By ALBERTINA ALMEIDA
“What is this?” Adv. Amrut Kansar’s signature question stays in my mind, nay prods me, never to stop questioning inequality and injustice. Kansar would refer to a situation of inequality and follow it up with the poignant question: what is this?
Being on the Permanent Lok Adalat for North Goa with Kansar for over a decade and a half, I had the opportunity of a long and intense interaction. I distinctly remember his recollections from his two year stint from 1977, as a Member of Parliament from North Goa representing the Maharashtrawadi Gomantak Party (MGP). After bringing the structure of the mining industry to scrutiny in Parliament for its reigning injustice, he was shamefully reminded by his own party members that he belonged to a MG party whose backbone was mining. But Kansar was clear that he had to be true to the basic principles of the Constitution, which, he believed, should be upheld in his practice as a parliamentarian. Despite the admonition, he did not retreat thereby disobeying his own party.
Kansar was appalled by educated lawyers practicing caste, either directly or indirectly. What is this? he would ask. I had not opened my eyes sufficiently to this phenomenon then, as it was not an in-the-face one to me. “Are you talking about corruption of some members of the bar and the judiciary, Sir?” I would ask, perplexed. “Certainly not!” was the pat reply, “I do not want to indulge in cheap random gossip about this judge doing this and that judge doing that – that is the kind of cheap gossip which comes from not winning a case and blaming it all on the judge.”
Adv. Amrut Kansar often noted that lawyers do not rise beyond casteism, instead they form caste coteries and operate in tight-knit caste cliques. Even as he attacked this casteism, he did so obliquely. Probably because given Goa’s small size, any attacks frontally made, would be construed as personal attacks on particular people and not the attacks on casteism per se.
There are no good or bad cases, or right or wrong clients, he would often say. But what mattered to Kansar was how one approached a case and the point one wished to raise. That is how Kansar practised law. My middle-class and self-righteous senses were always appalled by corruption in any form. Therefore I was once surprised when Kansar took up a case in defence of someone accused of corruption, in the lower echelons of the political ladder. What Kansar avidly emphasised was that even if that person was indeed involved in corruption, you cannot address corruption by catching hold of its tail end. One needs to address the systemic issues of caste, class and gender that make corruption possible, nay mandatory. I understood. You cannot repair a smashed car by replacing its wheel.
Kansar’s practice was not routine in the sense of merely quoting sections of the Constitution or the law and then showing how his case fits into those. He would, for instance, draw attention to iterations of caste by digging into the historical archives. Through his legal practice or engagement with the law, he underscored the historic antecedents that need to be accounted for in determining the violations of fundamental rights, of the hitherto suppressed sections of society.
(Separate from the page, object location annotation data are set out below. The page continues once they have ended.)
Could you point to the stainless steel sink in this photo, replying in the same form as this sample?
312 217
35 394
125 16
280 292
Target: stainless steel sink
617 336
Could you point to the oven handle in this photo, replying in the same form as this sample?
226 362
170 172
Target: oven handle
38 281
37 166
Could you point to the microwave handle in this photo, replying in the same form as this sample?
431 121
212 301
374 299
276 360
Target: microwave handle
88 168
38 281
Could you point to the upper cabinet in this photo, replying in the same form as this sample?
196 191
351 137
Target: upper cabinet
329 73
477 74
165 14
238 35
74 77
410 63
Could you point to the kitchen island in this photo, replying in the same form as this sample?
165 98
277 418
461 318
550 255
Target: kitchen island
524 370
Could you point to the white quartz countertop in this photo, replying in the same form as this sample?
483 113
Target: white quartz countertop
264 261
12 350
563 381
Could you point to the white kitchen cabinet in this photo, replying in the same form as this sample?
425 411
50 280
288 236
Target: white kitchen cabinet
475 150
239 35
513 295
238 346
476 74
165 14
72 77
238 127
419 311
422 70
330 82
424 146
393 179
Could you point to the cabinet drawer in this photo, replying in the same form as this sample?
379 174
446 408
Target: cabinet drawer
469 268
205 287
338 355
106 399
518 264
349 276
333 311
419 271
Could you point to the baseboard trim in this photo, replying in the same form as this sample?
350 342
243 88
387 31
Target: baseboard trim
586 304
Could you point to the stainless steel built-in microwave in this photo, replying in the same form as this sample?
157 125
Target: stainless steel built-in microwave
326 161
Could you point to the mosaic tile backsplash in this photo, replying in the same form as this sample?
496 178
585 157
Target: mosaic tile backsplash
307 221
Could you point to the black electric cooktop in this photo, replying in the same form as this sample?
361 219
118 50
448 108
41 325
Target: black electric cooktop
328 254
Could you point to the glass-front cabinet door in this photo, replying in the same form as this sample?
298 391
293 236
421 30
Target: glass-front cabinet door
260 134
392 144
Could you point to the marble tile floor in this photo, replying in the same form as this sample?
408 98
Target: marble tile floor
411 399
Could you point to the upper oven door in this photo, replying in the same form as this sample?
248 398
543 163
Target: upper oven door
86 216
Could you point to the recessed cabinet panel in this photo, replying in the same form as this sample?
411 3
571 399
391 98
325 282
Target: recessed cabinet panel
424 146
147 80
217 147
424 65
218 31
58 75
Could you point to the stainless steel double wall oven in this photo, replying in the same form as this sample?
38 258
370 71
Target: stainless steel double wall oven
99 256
This he did with his legal interventions in Sattari’s exploitative ‘mocasso’ (a title given by the Portuguese as a concession, that gave chieftain-like gross power over land and people of an area) system, as also with the Mayem Evacuee Property Case, where the institution of the Government custodian was responsible for blocking the assertion of mundkar rights and posing a serious threat to the housing, lives, and livelihoods of the people living on the particular Mayem property. Also, with the Navdurga Temple case of Madkai where, to stop the replacement of the idol, Kansar effectively brought up the issue of rights in a temple, when it is a public property and not a private property. Kansar ensured that there was and continued to be a good synchronization between the point of law that was raised and the people’s struggle on the ground.
Digging out relevant documents from the rich treasury of the Historical Archives of Goa, and giving the judges a sense of the past, was his forte. He indicated how it is possible, with historical data, to disrupt the dominant interpretations given to law, and lead one through the tunnel of history to the light of the Constitution. For instance, the presumption, if one looks just at one set of current documents would have been that the Navdurga temple in Madkai was set up by the mahajans and therefore it is their private property. But Kansar extended his search and retrieved documents not only from the Goa Archives but also from the Archives in Portugal, which became the basis to support his case of historic community ownership, as against ownership by a particular set of people from the dominant caste.
Kansar appreciated the value of nuance, unlike the jingoistic politicians and the discourse all around. It was probably for this reason that he was invited by the publisher to release the book A Terceira Corrente, written by Antonio Bruto da Costa. From his speech at the time of the release, it was clear that he understood and sought to emphasise that delving into history, to search for Goa’s true picture, needs to go beyond the binaries of critiquing colonialism or nationalism. In many ways, Goa’s recent history can be seen only as a substitution of power from Lisbon to Delhi. It was obvious from people’s responses to his speech at the time of release that he had, until then, for them, been boxed into the category of a ‘Hindu’ who, in popular perception is presumed to be anti-Portuguese and pro-India.
Such was the man – clear and nuanced in his thoughts, but an enigma to many, as he challenged inequality and injustice, the elephants in the room that we refuse to see.